Pure uncomfortable silence had descended upon the small office nearly half an hour after Mr. Shelby left. Well, you found it uncomfortable, but Alfred seemed to have no issue with the quiet that settled over the room. By this point he'd moved from the chair he was originally sitting on to the one behind him, closer to the bookshelf. Which happened to be directly across from your own seat. 
He sat, unbothered, still reading the same contract he had when you came in. He must of gone through it twelve times by now. Occasionally, he'd mumble under his breath, causing your head to shoot up, waiting for something to happen with bated breath. One of these times, to slight humiliation, your head had shot up expecting to see him still looking down at the papers...only to be met with his own piercing eyes. Neither of you spoke at that moment, you just stared eyes wide with surprise while his remained unreadable. The moment was broken by the sound of a siren out of the window causing you to look over. You didn't notice the slight smile the briefly passed the man's face.
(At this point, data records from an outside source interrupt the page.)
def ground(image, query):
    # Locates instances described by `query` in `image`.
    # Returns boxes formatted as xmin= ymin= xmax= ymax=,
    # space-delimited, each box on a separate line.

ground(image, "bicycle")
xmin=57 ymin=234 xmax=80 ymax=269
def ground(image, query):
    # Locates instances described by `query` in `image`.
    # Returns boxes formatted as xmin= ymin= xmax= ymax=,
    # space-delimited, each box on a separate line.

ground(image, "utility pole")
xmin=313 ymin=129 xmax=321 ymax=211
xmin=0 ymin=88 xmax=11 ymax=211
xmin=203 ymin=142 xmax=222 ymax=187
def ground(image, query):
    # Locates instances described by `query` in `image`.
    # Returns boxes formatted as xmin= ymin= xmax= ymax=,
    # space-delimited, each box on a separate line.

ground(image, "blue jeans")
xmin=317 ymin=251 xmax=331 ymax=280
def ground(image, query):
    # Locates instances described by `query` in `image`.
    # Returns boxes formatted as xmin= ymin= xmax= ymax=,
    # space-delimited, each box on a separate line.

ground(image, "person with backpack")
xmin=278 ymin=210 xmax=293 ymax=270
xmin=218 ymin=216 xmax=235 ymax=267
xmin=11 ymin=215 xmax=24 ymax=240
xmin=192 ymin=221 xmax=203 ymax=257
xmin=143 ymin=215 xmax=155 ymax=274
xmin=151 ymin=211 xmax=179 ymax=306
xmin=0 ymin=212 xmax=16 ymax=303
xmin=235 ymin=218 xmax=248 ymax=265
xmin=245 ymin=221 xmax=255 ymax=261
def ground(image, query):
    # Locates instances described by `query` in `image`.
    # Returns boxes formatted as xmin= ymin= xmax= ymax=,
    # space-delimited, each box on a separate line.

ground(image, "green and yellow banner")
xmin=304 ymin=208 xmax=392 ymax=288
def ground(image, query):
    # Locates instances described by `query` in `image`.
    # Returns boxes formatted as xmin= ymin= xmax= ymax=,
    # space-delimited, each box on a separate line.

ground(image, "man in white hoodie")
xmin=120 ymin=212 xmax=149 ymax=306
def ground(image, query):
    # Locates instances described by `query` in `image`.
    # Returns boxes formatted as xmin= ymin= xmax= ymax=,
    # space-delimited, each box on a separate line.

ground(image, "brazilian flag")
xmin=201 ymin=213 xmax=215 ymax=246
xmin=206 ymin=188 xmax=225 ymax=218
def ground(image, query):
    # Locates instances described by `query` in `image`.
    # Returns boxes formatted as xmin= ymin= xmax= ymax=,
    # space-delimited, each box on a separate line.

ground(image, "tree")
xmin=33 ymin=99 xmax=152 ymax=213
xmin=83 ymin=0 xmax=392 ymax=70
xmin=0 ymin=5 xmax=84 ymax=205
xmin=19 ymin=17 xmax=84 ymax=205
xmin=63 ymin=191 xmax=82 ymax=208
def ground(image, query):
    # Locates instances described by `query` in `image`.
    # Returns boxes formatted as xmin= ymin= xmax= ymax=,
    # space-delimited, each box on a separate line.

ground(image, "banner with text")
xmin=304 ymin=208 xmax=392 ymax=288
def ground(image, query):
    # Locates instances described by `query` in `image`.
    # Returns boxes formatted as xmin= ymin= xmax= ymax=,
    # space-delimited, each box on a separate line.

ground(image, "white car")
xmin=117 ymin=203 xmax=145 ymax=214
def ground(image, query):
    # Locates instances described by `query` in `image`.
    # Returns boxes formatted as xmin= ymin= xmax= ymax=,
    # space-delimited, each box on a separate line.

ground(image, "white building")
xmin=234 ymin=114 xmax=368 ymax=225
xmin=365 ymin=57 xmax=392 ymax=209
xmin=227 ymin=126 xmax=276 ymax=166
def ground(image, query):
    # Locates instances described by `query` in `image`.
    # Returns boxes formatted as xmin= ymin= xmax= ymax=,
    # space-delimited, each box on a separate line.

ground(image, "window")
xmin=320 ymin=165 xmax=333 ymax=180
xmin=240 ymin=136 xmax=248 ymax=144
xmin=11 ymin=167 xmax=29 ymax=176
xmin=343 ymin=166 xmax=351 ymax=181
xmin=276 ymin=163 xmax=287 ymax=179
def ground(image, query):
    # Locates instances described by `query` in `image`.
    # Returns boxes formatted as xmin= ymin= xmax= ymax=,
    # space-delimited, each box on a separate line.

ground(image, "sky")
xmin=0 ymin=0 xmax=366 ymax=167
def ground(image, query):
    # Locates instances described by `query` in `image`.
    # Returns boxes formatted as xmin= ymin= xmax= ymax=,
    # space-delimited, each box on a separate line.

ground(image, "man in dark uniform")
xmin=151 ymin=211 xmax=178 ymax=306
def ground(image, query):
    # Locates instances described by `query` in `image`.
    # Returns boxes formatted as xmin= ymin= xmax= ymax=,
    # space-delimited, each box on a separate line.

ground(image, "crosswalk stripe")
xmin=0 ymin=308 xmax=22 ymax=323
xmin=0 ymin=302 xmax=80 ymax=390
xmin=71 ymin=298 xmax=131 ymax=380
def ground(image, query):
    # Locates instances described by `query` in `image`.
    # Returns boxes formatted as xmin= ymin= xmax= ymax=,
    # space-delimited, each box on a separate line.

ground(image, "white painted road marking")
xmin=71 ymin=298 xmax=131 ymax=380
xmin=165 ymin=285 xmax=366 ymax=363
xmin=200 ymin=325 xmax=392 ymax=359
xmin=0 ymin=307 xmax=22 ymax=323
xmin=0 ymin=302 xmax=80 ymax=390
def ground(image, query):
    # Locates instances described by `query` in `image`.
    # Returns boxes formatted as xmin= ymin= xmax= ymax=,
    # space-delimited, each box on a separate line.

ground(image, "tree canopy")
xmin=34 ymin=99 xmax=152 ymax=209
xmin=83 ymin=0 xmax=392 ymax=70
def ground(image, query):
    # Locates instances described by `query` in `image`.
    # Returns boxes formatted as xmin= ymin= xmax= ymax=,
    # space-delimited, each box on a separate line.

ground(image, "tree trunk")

It had been fifteen minutes since that moment and you were finally starting to relax, thinking that maybe this really wouldn't be as bad as you thought. Keeping him here didn't seem too bad.
Until, without warning Alfie stood up and quickly walked towards the desk. Thinking he was trying to look at Mr. Shelby's private papers you also shot up. But when he turned back around you saw he was only grabbing a new pen, leaving you standing there... once again staring. He must really be starting to believe you're a creep of some sorts, you thought. Trying to save face you'd headed towards the desk yourself, under the guise of grabbing a piece of paper for the now fixed typewriter. You didn't expect him to, but you were glad the your company didn't point out the stack of paper sitting right next to the machine in the table. And with that, you went back to your seat, trying to calculate how many drinks you'd need after this. 
You couldn't explain it, but for some reason you felt like you were doing this wrong. There was some source of nerves buzzing in the back of your head that just wouldn't settle. You chalked it up to this being the "most important" job you'd been given yet, aside from when Polly had you watch the empty shop for an hour one night after locking up so she could chew one of her nephews out for their latest mess. You had been so nervous about someone trying to break in, you'd almost concussed poor Arthur with his own stapler when he'd come in the back door. The only thing that saved him was the fact he actually fell back on his ass, terrified, because you'd popped out so closely to him. You were also lucky he happened to be sober and registered it was you before fighting back. Neither of you mentioned that night to the others.... and neither of you ever would.
The silence continued for a few endless minutes longer before it was finally broken. Alfie groaned lightly as he got to his feet. Luckily you hadn't stood up this time and were able to slow the rise of your head, looking up at him slightly concerned. Even if you didn't know the man, you'd noticed the slight wince he'd made when he stood up, using the couch arm to stabilise his ascent as he reached for his cane by the table.
"Right. Now that's enough of that poppet. You said if I wanted anything you'd give it to me correct? And now I know what I want so you're gonna help me?"
Eyes wide in shock, both from the fact your burly companion spoke, and of what he spoke, you shot up once again in slight panic. Shit Shit Shit. Not only had his sudden actions threw you off your axis, but now he was also looking at you with a stare that reminded you of how John looked at Esme many times before they'd disappeared to the back rooms for half an hour or so. Esme usually came out looking brilliant as usual, but John wasn't one to hide his messy clothes or the marks on his neck. And now Alfred Solomons seemed to be giving you the same look as his eyes roved your body. He tilted his head and took another step forward, indicating that you still hadn't answered his question.
"I...I did say that yes. What do you need Mr. Solomons?"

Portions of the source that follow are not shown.